# MK4 ABS pump bleeding procedure



## GTI_goat (May 19, 2014)

I had to replace the brake master cylinder and booster in my 2001 GTI 1.8t, and the only way to get the booster out was to remove the ABS module.
Now I'm having a hard time getting the air out of the brake system. After bench bleeding the master cylinder and several brakes bleed cycles, the pedal is still spongy and has way too much travel.
I've tried this procedure with my friend's VAG-COM to bleed the ABS pump, as per Ross-Tech's posting

_[Select]
[03 - ABS Brakes]
[Basic Settings - 04]
Group 001 (may be group 002 in Mk3 VW Golf/Jetta)
[Go!]

This will trigger the ABS pump to turn on for about 10 seconds. You should hear the fairly loud pump clicking during this time.

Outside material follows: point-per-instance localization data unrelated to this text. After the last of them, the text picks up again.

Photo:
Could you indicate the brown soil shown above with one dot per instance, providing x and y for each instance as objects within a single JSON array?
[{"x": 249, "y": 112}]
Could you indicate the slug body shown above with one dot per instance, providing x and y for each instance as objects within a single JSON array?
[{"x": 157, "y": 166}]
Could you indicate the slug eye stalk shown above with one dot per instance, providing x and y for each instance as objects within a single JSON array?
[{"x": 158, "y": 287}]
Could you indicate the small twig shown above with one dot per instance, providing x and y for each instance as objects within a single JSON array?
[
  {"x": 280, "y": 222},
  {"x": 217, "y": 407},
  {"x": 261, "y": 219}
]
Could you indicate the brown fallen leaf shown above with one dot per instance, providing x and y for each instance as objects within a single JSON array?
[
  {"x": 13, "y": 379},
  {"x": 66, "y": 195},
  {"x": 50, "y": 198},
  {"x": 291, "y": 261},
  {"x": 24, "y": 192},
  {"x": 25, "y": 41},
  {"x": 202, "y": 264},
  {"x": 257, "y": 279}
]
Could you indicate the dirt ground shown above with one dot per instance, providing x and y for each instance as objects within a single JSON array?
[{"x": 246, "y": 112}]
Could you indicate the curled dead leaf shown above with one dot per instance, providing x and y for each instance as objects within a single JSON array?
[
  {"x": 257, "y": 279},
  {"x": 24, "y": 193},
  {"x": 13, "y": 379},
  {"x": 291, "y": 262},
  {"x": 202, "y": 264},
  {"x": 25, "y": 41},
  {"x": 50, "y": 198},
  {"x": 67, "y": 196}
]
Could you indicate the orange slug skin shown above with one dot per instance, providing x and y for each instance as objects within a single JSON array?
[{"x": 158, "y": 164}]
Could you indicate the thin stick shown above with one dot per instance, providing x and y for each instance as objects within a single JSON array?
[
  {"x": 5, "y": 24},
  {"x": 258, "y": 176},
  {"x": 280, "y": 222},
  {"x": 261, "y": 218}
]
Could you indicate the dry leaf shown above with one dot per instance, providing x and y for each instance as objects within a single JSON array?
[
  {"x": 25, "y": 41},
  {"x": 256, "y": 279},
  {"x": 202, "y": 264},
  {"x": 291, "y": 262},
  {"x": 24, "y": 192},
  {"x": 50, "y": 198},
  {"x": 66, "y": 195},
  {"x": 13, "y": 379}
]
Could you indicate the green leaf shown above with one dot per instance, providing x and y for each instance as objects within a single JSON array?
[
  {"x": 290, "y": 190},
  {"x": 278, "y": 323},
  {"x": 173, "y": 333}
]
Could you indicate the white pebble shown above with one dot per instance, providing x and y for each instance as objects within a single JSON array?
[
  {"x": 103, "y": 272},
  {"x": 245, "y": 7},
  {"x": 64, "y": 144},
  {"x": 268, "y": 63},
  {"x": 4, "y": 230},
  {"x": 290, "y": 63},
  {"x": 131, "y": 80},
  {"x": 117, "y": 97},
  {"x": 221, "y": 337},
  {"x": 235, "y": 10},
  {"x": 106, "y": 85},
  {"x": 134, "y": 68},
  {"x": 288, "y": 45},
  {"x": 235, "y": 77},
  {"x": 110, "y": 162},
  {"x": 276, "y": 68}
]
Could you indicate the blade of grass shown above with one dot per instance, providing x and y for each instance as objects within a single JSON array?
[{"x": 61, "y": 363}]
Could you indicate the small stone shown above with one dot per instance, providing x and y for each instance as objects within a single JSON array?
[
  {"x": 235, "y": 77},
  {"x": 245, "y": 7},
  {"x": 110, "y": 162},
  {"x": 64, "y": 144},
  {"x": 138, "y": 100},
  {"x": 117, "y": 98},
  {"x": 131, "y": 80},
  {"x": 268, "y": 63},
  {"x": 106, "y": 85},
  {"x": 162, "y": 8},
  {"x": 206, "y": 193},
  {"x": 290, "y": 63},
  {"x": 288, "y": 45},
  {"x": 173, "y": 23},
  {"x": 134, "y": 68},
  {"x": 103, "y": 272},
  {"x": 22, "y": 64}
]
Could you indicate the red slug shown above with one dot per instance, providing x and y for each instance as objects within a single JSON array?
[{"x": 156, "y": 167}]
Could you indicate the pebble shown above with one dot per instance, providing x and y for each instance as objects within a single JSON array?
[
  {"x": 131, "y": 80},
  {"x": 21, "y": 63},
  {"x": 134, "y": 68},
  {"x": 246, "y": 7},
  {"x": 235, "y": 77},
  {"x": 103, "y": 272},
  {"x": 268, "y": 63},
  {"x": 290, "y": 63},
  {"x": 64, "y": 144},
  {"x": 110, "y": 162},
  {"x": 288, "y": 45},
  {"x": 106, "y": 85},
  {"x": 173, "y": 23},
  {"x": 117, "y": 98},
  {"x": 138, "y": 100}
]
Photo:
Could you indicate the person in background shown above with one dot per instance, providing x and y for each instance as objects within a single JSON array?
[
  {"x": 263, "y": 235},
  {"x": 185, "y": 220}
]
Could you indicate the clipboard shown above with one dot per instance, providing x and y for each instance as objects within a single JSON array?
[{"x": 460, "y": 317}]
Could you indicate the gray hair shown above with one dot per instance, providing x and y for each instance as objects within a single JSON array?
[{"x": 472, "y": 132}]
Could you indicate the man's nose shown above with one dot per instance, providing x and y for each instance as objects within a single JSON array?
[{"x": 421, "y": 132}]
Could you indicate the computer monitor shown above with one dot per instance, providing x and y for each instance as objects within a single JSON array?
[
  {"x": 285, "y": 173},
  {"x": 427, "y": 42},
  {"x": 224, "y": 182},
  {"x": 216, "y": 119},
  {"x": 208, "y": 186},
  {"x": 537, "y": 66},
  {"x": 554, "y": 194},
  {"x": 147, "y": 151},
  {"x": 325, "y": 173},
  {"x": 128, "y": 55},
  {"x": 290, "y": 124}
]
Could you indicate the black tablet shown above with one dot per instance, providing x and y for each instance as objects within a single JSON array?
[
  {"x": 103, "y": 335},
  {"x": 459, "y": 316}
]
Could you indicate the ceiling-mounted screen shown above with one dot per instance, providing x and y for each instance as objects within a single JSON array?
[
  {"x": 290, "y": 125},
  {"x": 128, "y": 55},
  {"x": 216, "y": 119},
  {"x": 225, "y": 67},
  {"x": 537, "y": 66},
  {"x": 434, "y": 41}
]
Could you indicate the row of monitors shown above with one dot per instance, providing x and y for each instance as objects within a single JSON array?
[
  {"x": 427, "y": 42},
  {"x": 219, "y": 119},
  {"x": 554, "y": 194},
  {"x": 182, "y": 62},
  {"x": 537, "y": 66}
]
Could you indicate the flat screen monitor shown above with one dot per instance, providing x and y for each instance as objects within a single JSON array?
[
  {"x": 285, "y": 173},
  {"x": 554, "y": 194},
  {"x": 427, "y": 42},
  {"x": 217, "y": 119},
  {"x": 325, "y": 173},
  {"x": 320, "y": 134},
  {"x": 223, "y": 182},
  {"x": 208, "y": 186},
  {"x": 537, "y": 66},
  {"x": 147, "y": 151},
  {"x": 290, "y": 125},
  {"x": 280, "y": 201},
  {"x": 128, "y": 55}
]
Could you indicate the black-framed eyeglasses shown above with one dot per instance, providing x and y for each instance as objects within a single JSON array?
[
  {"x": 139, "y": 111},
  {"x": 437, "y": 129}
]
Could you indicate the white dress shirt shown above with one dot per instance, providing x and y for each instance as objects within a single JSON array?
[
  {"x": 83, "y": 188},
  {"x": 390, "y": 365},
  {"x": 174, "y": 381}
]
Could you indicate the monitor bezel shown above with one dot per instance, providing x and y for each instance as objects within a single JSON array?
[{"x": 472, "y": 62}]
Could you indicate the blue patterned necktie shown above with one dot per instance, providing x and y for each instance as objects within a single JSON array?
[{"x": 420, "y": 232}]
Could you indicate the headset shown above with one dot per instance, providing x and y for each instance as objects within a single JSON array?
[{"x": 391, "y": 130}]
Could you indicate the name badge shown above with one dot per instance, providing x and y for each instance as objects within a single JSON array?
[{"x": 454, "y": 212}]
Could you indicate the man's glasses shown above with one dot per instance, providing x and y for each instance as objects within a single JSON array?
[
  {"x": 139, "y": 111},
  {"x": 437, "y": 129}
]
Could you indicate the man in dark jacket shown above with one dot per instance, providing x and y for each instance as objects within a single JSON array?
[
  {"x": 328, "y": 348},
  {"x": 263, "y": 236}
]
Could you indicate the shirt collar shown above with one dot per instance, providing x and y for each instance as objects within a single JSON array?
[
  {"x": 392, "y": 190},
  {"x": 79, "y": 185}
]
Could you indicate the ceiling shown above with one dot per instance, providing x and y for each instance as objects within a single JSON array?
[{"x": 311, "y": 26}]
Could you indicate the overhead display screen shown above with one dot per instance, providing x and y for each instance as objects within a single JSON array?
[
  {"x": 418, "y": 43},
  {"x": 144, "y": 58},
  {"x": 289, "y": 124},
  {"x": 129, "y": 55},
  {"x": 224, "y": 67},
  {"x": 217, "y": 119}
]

Click the [Done, Go Back] button and you're all set._

After holding down the brake pedal, you hear and feel the ABS pump running. Then you're prompted to release the pedal and something to the effect of "BLEED F L/R". 

My question is, what's the correct way to do this?

Open the front L/R bleed screws while the pump is on, or normal brake bleed after ABS pump cycle, or is there another method to bleed the ABS pump and get that air out?

Would appreciate if anyone can help this this


----------